Reputacja: 1 deMaus ma z czego być dumnydeMaus ma z czego być dumnydeMaus ma z czego być dumnydeMaus ma z czego być dumnydeMaus ma z czego być dumnydeMaus ma z czego być dumnydeMaus ma z czego być dumnydeMaus ma z czego być dumnydeMaus ma z czego być dumnydeMaus ma z czego być dumnydeMaus ma z czego być dumny
To był szybki i niezwykle skuteczny manewr. Natychmiast po jego wykonaniu, schował ostrza, element zaskoczenia nadal mógł być potrzebny, poza tym nie wiedział nic tym Jack'u, więc może lepiej nie dawać na razie powodów do podejrzeń go. Podniósł natomiast jeden z karabinów, swoich ostatnich przeciwników. Być może ta broń, miała ograniczenia w stosunku do lanc, ale miała też jedną przewagę, była łatwo zastępowalna. Po chwilowym zabezpieczeniu, terenu, i wykryciu klatek z więźniami, ruszył za nowym towarzyszem broni.

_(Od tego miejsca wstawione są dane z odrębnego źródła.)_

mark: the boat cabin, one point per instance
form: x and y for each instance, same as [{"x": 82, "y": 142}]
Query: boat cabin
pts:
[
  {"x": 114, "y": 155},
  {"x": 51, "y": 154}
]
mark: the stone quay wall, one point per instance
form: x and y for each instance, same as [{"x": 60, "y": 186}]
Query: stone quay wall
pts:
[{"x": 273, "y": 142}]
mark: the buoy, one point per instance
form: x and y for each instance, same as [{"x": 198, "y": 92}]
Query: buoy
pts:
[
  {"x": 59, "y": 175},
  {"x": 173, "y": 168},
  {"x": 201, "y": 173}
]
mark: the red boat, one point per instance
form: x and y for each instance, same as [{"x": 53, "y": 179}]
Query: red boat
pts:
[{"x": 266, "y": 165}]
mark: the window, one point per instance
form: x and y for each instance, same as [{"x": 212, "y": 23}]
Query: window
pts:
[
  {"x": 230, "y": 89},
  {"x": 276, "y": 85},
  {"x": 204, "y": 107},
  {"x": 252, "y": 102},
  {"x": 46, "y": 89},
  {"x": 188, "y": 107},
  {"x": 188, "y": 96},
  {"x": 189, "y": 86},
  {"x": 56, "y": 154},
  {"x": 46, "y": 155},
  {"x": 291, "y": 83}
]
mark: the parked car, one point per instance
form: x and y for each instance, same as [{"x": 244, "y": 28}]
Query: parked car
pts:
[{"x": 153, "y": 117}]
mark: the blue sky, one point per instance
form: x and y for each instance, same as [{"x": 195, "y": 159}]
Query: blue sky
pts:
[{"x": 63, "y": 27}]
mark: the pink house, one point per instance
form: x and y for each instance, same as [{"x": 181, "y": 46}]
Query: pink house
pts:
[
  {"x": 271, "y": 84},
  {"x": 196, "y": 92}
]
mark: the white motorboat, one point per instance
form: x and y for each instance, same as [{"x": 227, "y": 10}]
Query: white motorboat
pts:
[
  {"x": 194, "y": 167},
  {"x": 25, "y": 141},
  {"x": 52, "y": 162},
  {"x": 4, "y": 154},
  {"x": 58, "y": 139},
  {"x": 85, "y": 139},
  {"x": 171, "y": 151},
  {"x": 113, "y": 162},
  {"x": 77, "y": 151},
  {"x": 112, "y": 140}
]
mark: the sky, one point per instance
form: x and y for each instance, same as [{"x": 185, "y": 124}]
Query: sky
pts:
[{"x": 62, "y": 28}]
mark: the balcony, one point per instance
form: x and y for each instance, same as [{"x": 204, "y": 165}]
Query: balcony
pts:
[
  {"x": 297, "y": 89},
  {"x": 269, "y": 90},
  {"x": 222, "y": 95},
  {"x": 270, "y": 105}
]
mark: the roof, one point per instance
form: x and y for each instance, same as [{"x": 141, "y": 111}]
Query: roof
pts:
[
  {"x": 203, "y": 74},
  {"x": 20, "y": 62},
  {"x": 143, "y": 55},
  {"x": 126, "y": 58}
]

- Osłaniaj mnie, a ja ich uwolnię, - powiedział, już od wejścia na schody, pokazał więźniom, aby byli cicho, podchodząc do pierwszej klatki, złapał za kłódkę i uderzył kolbą, aby ją rozbić. Kiedy mu się to udało ruszył do następnej klatki.



Gdy wszyscy więźniowie byli wolni powiedział.
- Tamtym tunelem powinniście się wydostać na wyspę, na południowy wschód od zatoki, gdzie was wyładowana z karaweli jest wyspa marsa. - do Jack'a natomiast powiedział.

- Sprawdź, czy nie ma tu jakichś szybów wentylacyjnych, może uda nam się zajść główny hangar z dwóch stron. -
Samemu ruszył w stronę otworu, który wskazał niewolnikom. Zamierzał upewnić się, że nie prowadzi do jakiegoś wielkiego klifu, ani, że na jego końcu nie czeka zbrojny oddział.

Wzrokiem ustawionym na termowizję, szukał pułapek.


 

Ostatnio edytowane przez deMaus : 04-02-2011 o 16:24.